Sláinte: Irish Reads for March

Ireland is home to many authors who have achieved universal fame. Given the small size and population of the country, this is an incredible feat. This nation of writers has produced some of the most renowned and significant works of literature in the English language. Honor the Irish this St. Patrick’s Day by reading a book by an Irish author. Choose from some classic titles, or maybe try a contemporary work. 


Dubliners – From perhaps the king of the modernist movement, James Joyce’s Dubliners plants the reader in the heart of Ireland’s capital city. This collection of short stories offers a realistic depiction of the working class in early 20th century Dublin.

Picture of Dorian Gray – The only novel by Oscar Wilde about a devastatingly handsome young man who is struck by the idea he will age—and will do anything to reverse the process. It caused much controversy when published in 1890 for its portrayal of homosexuality. Over 20 films have been adapted of this book.

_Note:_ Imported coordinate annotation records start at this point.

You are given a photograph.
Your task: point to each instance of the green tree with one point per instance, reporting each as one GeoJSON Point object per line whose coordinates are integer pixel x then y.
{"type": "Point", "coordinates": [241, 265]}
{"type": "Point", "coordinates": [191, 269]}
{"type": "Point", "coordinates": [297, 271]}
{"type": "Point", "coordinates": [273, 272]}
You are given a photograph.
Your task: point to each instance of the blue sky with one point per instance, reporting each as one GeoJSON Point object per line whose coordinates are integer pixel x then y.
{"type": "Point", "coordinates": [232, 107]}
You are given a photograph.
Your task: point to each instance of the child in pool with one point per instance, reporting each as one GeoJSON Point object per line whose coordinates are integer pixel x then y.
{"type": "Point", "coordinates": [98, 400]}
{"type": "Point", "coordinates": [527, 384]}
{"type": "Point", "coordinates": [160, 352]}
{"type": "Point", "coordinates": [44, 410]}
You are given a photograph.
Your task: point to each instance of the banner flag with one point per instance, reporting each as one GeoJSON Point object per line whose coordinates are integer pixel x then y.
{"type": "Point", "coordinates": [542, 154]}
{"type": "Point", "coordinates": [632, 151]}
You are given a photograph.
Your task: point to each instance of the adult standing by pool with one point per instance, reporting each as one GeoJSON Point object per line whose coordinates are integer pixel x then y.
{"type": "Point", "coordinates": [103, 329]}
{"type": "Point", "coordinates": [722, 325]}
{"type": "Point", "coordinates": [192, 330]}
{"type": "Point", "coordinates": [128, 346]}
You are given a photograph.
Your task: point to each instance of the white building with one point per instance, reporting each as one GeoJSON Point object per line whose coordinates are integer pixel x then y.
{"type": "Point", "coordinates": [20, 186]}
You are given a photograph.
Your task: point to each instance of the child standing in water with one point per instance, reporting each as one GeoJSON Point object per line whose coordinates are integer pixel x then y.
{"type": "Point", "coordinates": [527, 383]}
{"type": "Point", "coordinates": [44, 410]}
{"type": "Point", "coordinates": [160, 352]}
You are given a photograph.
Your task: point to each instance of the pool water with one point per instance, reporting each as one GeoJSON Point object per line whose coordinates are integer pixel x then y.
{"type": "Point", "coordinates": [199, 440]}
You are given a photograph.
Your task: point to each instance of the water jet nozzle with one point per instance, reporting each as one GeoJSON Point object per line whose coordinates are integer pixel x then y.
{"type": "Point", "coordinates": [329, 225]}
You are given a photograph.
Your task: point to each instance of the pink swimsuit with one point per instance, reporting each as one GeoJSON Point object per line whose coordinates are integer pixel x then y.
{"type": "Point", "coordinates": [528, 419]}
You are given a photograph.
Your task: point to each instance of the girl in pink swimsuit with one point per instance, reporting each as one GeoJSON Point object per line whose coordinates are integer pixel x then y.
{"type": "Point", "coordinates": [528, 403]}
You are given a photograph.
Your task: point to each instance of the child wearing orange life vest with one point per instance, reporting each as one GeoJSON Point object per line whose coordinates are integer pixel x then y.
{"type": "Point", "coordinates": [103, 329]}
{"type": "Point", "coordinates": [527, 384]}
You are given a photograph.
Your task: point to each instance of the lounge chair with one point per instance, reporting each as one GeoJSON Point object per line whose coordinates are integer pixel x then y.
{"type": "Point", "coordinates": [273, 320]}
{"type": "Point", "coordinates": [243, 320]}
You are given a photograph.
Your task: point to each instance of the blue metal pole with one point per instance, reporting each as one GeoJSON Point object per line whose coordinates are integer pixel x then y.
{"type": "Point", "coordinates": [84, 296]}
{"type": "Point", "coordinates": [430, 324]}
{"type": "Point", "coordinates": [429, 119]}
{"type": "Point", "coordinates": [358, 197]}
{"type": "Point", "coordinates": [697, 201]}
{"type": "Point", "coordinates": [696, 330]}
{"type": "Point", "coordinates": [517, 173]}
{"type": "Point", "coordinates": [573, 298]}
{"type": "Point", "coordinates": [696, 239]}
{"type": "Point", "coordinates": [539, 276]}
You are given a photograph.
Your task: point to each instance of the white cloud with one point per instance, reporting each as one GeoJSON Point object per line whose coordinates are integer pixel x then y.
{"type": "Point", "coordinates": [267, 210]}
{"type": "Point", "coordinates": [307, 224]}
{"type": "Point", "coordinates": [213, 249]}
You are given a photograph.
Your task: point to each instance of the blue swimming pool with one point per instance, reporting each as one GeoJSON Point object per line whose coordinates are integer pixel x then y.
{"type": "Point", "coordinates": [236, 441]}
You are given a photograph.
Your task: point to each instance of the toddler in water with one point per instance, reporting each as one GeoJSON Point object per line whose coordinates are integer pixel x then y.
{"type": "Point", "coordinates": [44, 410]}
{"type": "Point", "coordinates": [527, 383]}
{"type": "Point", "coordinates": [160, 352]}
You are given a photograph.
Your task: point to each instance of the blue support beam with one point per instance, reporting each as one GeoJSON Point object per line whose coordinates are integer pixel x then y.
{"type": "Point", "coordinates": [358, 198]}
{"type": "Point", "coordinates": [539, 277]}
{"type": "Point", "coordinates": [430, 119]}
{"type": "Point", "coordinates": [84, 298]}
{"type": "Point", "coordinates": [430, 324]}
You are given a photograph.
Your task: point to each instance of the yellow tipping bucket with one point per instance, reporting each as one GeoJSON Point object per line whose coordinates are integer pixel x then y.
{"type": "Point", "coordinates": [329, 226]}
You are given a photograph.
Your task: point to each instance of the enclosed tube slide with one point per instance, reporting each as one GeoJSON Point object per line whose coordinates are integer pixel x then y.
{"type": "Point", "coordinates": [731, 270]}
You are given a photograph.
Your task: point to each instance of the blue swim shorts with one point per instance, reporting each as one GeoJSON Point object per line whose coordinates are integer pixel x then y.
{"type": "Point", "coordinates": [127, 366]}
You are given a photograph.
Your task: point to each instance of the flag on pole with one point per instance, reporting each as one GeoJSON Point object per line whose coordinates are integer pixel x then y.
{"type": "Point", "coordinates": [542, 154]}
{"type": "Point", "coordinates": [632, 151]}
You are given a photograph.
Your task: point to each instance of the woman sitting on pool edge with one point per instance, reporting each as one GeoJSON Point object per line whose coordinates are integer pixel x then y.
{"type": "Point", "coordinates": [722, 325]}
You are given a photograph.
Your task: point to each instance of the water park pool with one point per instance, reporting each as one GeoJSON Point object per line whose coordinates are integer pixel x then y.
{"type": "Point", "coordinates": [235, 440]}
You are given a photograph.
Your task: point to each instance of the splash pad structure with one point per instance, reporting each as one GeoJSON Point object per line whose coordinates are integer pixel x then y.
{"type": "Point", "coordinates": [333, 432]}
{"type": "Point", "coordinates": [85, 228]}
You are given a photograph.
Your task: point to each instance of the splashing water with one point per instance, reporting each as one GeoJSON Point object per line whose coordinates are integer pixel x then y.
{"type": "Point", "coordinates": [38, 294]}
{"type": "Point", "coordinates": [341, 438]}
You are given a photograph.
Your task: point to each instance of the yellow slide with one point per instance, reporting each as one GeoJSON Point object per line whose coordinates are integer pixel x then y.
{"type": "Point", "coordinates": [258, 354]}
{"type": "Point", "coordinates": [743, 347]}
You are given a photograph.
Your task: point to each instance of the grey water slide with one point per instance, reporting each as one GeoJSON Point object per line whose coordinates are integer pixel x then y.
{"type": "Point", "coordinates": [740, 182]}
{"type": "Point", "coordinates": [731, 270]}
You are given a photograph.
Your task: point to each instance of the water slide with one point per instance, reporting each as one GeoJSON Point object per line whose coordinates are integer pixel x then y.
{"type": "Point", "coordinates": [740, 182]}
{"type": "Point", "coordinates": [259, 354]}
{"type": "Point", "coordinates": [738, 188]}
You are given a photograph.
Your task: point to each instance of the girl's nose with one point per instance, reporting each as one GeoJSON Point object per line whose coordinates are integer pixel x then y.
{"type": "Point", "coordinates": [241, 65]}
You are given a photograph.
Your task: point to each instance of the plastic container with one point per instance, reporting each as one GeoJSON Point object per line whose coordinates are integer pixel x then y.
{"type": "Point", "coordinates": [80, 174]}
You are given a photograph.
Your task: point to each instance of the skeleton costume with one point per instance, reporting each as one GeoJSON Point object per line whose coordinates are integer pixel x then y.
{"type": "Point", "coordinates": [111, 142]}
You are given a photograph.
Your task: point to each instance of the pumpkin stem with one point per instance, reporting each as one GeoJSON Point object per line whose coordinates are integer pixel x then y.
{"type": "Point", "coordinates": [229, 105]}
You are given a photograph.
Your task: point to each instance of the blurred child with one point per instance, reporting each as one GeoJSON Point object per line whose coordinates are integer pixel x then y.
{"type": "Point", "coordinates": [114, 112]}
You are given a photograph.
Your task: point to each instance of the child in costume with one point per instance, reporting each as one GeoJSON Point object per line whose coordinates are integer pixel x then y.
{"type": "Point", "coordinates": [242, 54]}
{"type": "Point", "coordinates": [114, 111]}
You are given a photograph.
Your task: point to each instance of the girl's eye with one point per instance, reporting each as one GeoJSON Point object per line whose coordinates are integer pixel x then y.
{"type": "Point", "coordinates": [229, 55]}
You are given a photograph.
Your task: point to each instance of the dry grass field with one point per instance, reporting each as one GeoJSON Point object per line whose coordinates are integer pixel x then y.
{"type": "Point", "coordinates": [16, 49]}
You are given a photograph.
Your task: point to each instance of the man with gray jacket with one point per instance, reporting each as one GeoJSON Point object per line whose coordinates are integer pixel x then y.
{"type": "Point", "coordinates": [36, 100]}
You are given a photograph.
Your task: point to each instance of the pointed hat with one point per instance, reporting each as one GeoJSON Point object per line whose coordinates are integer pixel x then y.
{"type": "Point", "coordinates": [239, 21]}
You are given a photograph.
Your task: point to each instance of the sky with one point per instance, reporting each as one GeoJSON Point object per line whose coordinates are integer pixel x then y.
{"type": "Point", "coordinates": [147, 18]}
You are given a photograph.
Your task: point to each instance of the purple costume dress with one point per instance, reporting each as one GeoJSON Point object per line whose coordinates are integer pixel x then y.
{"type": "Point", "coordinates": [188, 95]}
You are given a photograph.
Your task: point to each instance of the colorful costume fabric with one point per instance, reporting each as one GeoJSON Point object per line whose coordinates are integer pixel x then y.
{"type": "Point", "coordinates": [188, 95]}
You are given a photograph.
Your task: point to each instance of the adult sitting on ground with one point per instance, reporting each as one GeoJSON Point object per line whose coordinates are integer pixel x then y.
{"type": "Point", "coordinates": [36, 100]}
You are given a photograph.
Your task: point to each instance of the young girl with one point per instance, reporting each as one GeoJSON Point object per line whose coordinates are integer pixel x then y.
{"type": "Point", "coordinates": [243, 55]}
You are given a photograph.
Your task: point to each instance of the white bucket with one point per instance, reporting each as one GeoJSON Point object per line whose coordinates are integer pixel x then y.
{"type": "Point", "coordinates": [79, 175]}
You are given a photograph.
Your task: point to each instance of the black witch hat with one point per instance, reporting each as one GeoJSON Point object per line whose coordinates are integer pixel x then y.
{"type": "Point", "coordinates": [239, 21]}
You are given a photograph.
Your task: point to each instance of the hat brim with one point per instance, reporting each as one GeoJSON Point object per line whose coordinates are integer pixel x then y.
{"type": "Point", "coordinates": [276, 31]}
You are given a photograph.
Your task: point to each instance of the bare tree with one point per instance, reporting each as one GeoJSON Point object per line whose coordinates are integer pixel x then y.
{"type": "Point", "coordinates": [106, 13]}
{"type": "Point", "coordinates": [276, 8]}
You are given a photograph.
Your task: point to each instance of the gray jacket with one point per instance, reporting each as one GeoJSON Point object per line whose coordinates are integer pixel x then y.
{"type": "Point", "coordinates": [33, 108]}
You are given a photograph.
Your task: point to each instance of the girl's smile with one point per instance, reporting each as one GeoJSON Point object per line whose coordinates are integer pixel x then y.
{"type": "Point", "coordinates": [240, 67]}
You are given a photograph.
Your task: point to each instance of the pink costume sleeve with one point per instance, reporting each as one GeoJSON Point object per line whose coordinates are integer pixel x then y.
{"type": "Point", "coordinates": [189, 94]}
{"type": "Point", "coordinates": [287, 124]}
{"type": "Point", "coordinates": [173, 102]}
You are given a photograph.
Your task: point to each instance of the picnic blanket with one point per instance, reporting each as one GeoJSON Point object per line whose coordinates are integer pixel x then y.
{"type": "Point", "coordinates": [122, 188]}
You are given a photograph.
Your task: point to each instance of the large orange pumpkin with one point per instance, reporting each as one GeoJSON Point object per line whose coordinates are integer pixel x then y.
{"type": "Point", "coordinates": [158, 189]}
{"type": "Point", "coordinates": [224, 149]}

Dracula – Published in 1897, Bram Stroker’s book, more gothic than horror, induced a thousand nightmares and more than a century’s worth of vampire fiction. Jonathan Harper’s encounter with an ancient evil still terrifies after all these years. 

Collected Poems of W.B. Yeats – Winner of the 1923 Nobel Prize for Literature, W.B. Yeats is often regarded as the greatest lyrical poet that Ireland has ever produced, and one that James Joyce cited as a key influence. Yeats is everything you want in a poet: escapist, thought-provoking and politically engaged.


100 Poems – Nobel Prize-winning poet Seamus Heaney is regarded as one of the finest poets of the 20th century, ranking with Irish poet, W.B. Yeats and the American poet, T.S. Eliot.

Normal People – Sally Rooney, a 21st century award-winning author tells a story of mutual fascination, friendship and love. Marianne and Connell, from different backgrounds but the same small town in Ireland, weave in and out of each other's romantic lives and want to stay apart—but find that they can’t. Now an Emmy-nominated series on Hulu. 

A Week in Winter – Irish novelist, playwright, short story writer, columnist and speaker Maeve Binchy was known for her lighthearted depiction of Irish life in small communities and stories with a twist.

Brooklyn – Award winner Colm Toibin offers a love story set within the landscape of Irish migration to the United States in the 1950s. The movie adaptation garnished three Oscar nominations. 

Angela’s Ashes – The luminous memoir of Frank McCourt, born in Depression-era Brooklyn to recent Irish immigrants and raised in the slums of Limerick, Ireland. Frank endures poverty, near-starvation and the casual cruelty of relatives and neighbors—yet lives to tell his tale with eloquence, exuberance and remarkable forgiveness.

Love – As much a hymn to the Dublin of old as a delightfully comic, yet moving portrait of what it means to try to put into words the many forms that love can take.

The Wonder – Tourists flock to the cabin of 11-year-old Anna O'Donnell, who is said to be living without food, and a journalist is sent to cover the sensation. Lib Wright is hired to keep watch over the girl. As Anna's life ebbs away, Lib finds herself responsible not just for the care of a child but for that child's very survival. Available to stream on Netflix.

This Must Be the Place – A powerful rumination on the nature of identity, and the complexities of loyalty and devotion. A gripping story of an extraordinary family and an extraordinary love.

More Irish Authors 

The above authors are just a small sampling of the multitude of Irish writers that hail from the Emerald Isle. You can find many more in our collection including Frank McCourt, Maria Edgeworth, Edna O’Brien, and Roddy Doyle. Sláinte!